In about thirty seconds flat we are each served a Peroni Ambra over ice with a pointy elipse of orange skin and an’on message’ paper straw. In my wayward youth I may have tried drinking beer through a straw to get inebriated quicker and I now struggle to remember if that actually worked.
It’s a nice drink. It certainly doesn’t taste like a lager with some Orangina sploshed in, it has a bitter quality rather than the sweetness you might expect and that obviously works with beer. It’s in a interesting glass with a fluted finish on the inside so it looks cool too. The only thing wrong is that it’s only 250mls and we are thirsty men.
We don’t have to wait long as the Ambra Spritz arrives. It’s inspired by the Venetian aperitif with Aperol, fresh lemon, fresh peach and yes, beer.
It’s served in a long-stemmed glass and it does seem weird that we are quaffing beer cocktails. It mat sound odd but it tastes great as it washes down the bruschetta with fresh cherry tomatoes we have been given to soak up the booze.

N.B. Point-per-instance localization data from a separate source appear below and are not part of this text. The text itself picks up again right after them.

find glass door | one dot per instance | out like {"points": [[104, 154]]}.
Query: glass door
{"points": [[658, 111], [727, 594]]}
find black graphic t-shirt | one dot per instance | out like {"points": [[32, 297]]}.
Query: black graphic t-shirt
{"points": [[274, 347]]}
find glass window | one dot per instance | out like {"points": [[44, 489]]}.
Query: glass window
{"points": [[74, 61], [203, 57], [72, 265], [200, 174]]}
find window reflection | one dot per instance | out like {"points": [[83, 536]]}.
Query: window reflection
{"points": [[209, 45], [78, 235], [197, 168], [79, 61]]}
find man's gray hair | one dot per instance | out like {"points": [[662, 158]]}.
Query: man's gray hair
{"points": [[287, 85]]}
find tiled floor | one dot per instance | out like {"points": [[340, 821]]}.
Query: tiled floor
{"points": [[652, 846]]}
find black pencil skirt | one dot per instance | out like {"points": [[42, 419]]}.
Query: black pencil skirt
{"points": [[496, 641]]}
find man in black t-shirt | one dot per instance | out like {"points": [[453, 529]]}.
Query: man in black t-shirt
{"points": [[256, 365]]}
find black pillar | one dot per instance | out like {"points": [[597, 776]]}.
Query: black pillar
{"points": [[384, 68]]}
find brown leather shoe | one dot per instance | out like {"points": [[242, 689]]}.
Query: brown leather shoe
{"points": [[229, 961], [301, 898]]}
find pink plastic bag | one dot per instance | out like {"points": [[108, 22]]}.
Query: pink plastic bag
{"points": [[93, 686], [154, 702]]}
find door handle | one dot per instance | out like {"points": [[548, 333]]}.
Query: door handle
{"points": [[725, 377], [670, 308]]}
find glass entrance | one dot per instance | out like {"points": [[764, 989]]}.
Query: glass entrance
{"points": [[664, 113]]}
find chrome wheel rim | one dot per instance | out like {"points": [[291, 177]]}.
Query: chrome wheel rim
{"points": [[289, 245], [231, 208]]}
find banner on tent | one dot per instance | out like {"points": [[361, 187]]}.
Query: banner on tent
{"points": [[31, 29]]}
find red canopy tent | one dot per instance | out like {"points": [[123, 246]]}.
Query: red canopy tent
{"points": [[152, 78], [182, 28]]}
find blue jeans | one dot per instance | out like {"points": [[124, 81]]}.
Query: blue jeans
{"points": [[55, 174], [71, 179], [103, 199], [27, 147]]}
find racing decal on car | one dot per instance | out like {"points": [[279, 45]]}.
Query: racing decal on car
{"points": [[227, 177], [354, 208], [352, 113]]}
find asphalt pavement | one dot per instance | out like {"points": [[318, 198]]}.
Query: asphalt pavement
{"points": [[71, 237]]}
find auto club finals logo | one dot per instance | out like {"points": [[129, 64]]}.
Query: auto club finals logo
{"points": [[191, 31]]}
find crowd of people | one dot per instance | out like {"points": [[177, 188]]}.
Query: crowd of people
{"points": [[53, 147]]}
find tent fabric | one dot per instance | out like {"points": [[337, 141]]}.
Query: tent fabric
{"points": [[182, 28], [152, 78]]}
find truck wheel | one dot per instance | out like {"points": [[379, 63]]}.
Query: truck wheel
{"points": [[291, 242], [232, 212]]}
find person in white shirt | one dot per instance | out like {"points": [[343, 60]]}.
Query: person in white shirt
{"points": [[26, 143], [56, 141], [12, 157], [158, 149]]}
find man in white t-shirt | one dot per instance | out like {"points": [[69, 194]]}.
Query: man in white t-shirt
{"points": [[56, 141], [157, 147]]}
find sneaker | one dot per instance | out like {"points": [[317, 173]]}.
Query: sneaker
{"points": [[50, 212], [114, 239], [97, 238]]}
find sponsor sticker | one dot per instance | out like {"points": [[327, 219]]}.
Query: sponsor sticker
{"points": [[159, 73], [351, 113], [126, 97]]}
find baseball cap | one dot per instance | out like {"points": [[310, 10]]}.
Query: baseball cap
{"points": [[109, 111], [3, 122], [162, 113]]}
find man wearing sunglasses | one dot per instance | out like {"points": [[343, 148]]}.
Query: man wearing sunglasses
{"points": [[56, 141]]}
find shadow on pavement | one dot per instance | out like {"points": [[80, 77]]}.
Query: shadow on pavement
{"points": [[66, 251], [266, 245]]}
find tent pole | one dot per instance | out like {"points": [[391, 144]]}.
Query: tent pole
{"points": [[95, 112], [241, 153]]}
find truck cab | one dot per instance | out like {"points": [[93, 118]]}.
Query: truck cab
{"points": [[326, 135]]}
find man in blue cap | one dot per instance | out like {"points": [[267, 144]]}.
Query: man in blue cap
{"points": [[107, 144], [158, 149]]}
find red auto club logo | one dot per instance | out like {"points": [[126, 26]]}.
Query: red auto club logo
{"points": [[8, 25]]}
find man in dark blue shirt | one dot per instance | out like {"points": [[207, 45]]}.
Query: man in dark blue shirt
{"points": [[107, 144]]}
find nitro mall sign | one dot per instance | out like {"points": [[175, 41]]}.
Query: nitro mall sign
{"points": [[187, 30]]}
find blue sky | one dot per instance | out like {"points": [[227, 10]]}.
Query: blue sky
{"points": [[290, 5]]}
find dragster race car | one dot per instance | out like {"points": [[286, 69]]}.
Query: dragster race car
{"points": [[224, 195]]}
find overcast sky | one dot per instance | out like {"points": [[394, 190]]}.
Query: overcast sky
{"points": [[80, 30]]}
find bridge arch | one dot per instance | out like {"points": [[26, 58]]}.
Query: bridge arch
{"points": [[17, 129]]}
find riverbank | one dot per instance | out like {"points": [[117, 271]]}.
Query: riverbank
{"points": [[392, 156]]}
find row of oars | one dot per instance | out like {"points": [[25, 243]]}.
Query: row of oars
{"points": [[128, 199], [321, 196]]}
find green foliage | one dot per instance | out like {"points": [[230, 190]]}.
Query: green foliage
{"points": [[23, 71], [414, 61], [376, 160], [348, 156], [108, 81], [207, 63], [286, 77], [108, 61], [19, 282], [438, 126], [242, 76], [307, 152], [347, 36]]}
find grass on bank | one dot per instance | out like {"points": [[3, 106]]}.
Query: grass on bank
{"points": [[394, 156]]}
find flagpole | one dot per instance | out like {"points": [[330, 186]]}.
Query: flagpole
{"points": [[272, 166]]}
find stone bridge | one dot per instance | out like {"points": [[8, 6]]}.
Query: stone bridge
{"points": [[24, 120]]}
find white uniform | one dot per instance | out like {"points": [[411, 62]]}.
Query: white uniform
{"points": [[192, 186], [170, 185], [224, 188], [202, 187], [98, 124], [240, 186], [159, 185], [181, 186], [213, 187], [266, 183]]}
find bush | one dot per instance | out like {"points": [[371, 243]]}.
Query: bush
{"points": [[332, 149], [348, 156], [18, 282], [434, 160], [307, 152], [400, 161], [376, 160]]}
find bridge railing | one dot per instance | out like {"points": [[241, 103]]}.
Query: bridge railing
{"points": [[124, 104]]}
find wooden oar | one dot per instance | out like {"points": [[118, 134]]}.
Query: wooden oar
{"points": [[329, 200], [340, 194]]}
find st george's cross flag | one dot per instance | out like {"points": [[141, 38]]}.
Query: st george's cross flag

The sun is lower in the sky as we move on to the Peroni Sbagliato; Italicus Rosolio di Bergamotto, Luxardo bitter Bianco, grapefruit juice a couple of dashes of peychaud bitter, topped up with Peroni Ambra, shaken, served in a squat tumbler with orange zest and an olive.
It’s basically a Negroni but with beer instead of gin. Yes, again it sounds bizarre but this is the best drink we’ve had so far.
Light and crispy Arancini balls come our way and we are having a thoroughly good time eating and drinking in the sun. It’s not over either as the Ambra fizz is listed as the last concoction on our bar menu.
I assume they swap the gin for beer in what would be a classic gin fizz with fresh lime and elderflower but it turns out that the gin is in there too, just with the bonus of a lager top.
Gin and beer in the same glass? It’s not right, but again it tastes good and both ours go down a treat with a plate of Antipasto misto featuring Italian cured meats cheeses olives, sun dried tomatoes and roasted peppers.
The sun is sinking fast and as it goes behind the adjacent rooftops the temperature drops by ten degrees in the space of a minute. The blonde people immediately begin to leave, it’s suddenly not the place to be seen.
Me and Kev hang on doggedly for another round of our favourite Sbagliato’s until the we’re the only guests left and staff are clearing everything away around us.
We must finally admit defeat and walk out through the restaurant of chattering classers to the long corridor of plastic plants and back down to the real world.
It’s been a lovely experience and we’d have any of those Ambra drinks again, but you do need that added ingredient: sunshine.
It’s a bit chilly at ground level so we head swiftly to the nearest warm pub for a far less dressed up warm beer.